Automate mass upgrades (OS/mariadb)
Open, MediumPublic

Description

During our meeting @CWilliams-WMF and myself discussed the possibility to adapt sre.mysql.major-upgrade to allow mass major mariadb/OS upgrades.
The idea would be to allow a whole section (or even a DC) to get upgraded in an unattended way.

There are a few things that we need to keep in mind:

  • Some level of parallelism would be appreciated in a controlled way:
    • 1 host per DC
    • 1 host per section
    • If a host doesn't come back - the whole process stops.

There are some things to keep in mind:

  • Locking mechanism @FCeratto-WMF is working on would help here to prevent multiple operations blocking each other (we discussed queuing systems, but that may take way longer to implement - to be left for this first iteration).
  • In case of OS upgrades, each reimage needs the operator to manually input the idrac password
  • In case of major mariadb upgrades, each hosts needs a puppet patch + merge

As discussed, some safety measures to avoid upgrading things that shouldn't be upgraded on this first iteration could be:

  • Hosts with replicas - never upgrade unless forced by the user
  • Hosts running in a port different from 3306

The idea behind this would be to run this and get most of the simple of the hosts upgraded in an unattended way.

Event Timeline

Marostegui triaged this task as Medium priority.Wed, Jun 3, 11:32 AM
Marostegui moved this task from Triage to Refine on the DBA board.

Thoughts, ideas to polish this?

We can follow the same pattern of schema change helper and rolling restarts: walking across DCs and sections in the safest sequence, and optional CLI flags to limit scope e.g. --sections s1,s4 --dc codfw.
We can reuse a good chunk of existing code for this.

The locking API is ready, any tool can lock a section-dc pair when needed or poll until it's available.

Can we do a single puppet patch + merge for a whole set of hosts before the scripts starts? It would reduce the manual workload. The script could potentially check if puppet has been updated before going forward.

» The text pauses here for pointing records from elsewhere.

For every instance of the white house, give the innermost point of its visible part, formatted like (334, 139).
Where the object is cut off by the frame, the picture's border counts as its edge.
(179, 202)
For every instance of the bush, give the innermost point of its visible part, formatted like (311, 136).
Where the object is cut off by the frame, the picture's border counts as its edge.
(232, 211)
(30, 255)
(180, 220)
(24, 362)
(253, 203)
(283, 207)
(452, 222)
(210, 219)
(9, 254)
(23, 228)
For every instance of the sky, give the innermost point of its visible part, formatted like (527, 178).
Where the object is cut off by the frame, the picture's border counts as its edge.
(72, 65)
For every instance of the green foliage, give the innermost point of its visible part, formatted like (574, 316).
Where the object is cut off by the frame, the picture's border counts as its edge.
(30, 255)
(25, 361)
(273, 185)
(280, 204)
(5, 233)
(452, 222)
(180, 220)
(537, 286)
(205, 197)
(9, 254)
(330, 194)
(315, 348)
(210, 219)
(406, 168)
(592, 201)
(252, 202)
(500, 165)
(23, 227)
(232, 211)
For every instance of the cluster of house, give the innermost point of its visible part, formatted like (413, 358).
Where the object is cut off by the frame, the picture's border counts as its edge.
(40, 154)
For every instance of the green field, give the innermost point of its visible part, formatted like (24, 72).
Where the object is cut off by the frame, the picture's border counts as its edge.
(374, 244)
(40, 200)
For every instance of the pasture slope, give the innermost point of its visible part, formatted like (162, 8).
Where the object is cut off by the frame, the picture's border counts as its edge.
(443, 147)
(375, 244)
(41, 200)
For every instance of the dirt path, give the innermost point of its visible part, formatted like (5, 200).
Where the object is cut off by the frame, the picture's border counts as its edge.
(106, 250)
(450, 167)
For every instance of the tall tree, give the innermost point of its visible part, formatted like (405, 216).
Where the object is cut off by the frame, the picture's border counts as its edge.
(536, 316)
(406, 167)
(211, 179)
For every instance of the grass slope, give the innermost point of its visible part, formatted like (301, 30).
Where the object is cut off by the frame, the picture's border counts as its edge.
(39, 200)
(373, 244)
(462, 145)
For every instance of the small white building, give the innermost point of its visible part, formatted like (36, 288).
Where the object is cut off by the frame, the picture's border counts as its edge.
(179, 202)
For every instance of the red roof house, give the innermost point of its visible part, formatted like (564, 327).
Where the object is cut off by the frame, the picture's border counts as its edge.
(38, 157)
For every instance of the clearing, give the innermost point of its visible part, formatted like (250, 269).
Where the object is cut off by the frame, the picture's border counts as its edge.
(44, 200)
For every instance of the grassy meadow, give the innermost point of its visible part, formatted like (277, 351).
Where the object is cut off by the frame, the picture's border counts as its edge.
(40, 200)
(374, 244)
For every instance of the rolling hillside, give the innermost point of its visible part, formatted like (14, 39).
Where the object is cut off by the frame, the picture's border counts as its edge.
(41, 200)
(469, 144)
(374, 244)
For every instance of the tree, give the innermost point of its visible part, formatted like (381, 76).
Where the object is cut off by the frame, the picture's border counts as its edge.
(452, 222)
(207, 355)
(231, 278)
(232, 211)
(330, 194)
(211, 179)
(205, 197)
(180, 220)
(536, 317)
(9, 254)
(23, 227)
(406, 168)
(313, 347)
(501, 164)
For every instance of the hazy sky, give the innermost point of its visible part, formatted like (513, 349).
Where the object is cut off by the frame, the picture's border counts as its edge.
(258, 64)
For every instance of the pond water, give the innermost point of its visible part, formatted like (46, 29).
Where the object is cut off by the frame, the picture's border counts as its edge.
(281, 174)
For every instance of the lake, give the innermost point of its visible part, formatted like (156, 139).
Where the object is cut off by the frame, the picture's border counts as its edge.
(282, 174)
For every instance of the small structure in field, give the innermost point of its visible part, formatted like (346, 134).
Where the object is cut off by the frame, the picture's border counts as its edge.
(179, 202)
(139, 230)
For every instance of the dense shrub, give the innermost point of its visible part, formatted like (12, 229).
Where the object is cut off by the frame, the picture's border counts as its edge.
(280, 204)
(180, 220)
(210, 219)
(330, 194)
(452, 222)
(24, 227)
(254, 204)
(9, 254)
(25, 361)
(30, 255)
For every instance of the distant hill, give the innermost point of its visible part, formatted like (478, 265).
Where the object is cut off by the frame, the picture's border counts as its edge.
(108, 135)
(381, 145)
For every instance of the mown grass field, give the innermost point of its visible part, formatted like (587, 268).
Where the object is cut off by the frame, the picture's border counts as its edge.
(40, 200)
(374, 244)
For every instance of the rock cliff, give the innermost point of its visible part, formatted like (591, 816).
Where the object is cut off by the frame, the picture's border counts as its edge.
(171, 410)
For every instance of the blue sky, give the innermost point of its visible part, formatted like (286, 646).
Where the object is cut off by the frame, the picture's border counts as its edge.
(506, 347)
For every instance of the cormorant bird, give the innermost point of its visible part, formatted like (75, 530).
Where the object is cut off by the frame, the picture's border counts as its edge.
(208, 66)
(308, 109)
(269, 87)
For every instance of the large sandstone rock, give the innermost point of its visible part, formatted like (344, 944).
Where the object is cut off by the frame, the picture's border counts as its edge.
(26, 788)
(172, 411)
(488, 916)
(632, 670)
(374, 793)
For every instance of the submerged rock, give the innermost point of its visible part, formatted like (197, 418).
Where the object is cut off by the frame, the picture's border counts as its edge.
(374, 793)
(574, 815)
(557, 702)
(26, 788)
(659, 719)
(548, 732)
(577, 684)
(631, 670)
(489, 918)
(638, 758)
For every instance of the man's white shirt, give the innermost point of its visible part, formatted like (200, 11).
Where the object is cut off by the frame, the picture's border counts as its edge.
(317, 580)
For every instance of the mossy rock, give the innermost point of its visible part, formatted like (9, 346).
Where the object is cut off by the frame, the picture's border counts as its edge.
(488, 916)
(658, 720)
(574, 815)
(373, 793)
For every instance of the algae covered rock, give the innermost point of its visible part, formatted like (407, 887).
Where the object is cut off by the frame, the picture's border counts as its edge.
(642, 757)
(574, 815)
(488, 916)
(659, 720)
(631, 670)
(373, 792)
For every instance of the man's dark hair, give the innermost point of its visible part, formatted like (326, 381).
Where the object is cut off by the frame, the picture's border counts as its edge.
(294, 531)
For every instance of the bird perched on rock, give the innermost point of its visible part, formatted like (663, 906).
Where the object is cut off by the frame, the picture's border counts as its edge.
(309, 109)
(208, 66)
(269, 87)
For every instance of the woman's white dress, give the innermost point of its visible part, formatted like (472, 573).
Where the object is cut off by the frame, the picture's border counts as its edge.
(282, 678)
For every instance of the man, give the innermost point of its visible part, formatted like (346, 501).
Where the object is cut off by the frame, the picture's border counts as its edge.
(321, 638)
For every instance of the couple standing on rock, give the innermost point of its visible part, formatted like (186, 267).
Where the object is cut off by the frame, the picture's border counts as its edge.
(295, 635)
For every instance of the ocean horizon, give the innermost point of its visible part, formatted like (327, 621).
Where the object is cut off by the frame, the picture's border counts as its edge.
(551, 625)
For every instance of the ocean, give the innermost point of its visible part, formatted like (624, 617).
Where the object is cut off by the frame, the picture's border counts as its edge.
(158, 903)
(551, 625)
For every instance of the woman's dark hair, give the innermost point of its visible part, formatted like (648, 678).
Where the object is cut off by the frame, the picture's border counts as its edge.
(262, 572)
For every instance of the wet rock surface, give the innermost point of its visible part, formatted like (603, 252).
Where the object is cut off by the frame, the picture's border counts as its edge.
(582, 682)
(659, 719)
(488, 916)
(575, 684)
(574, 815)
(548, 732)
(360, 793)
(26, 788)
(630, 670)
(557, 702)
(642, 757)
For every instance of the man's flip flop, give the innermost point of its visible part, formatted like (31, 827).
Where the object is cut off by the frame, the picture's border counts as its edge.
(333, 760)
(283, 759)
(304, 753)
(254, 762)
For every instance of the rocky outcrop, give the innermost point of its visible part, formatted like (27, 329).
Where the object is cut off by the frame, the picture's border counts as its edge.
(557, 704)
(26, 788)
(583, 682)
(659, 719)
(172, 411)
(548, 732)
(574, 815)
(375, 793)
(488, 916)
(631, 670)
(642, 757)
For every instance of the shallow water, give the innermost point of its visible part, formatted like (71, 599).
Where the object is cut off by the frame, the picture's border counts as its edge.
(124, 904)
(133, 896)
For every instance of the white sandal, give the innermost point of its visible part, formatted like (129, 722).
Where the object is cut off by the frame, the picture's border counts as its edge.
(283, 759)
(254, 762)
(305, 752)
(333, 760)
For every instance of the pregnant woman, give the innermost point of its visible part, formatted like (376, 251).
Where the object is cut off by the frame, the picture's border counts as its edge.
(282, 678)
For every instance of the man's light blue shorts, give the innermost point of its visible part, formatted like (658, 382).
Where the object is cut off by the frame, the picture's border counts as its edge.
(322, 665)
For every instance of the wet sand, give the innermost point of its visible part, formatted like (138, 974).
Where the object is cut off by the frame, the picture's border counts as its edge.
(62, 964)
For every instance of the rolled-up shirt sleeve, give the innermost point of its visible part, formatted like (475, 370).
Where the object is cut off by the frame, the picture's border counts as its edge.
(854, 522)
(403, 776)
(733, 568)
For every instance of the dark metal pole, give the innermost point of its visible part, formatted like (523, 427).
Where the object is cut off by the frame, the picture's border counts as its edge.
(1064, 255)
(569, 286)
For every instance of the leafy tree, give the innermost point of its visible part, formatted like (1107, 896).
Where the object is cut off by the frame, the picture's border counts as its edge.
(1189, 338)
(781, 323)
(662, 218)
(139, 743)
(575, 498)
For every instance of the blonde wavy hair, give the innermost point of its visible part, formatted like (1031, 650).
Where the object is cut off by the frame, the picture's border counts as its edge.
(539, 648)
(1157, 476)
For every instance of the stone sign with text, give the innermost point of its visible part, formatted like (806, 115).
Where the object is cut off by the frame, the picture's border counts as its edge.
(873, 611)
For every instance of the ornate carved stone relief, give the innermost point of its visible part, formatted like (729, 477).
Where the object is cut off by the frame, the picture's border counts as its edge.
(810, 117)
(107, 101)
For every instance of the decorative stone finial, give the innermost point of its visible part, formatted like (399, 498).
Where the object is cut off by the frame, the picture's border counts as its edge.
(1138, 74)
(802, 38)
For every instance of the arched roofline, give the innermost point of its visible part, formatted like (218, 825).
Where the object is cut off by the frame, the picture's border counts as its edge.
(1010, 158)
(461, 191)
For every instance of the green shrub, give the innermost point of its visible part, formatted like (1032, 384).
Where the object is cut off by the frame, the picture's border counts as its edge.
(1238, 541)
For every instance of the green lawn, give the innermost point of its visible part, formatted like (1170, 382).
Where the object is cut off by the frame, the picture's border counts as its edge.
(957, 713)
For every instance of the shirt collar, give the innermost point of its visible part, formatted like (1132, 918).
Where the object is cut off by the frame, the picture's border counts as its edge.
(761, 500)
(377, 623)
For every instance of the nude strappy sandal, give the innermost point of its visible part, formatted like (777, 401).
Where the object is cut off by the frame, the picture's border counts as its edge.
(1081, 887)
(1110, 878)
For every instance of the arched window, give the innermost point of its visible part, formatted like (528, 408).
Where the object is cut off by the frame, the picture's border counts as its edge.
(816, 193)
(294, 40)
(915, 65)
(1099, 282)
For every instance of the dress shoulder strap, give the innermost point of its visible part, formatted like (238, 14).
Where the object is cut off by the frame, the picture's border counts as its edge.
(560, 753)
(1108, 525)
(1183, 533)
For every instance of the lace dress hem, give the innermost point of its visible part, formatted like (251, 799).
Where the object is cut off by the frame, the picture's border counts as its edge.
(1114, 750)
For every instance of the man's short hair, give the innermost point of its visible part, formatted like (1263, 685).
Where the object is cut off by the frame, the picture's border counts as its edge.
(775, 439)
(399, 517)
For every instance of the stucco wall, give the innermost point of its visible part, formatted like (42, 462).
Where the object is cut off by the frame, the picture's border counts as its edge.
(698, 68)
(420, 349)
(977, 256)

We can follow the same pattern of schema change helper and rolling restarts: walking across DCs and sections in the safest sequence, and optional CLI flags to limit scope e.g. --sections s1,s4 --dc codfw.

Yep

We can reuse a good chunk of existing code for this.

Ideally this should be a cookbook so if the code is re-usable, great!

The locking API is ready, any tool can lock a section-dc pair when needed or poll until it's available.

Can we do a single puppet patch + merge for a whole set of hosts before the scripts starts? It would reduce the manual workload. The script could potentially check if puppet has been updated before going forward.

The problem is that puppet would keep failing until the reimage happens and it could be days from the start of a section til the end.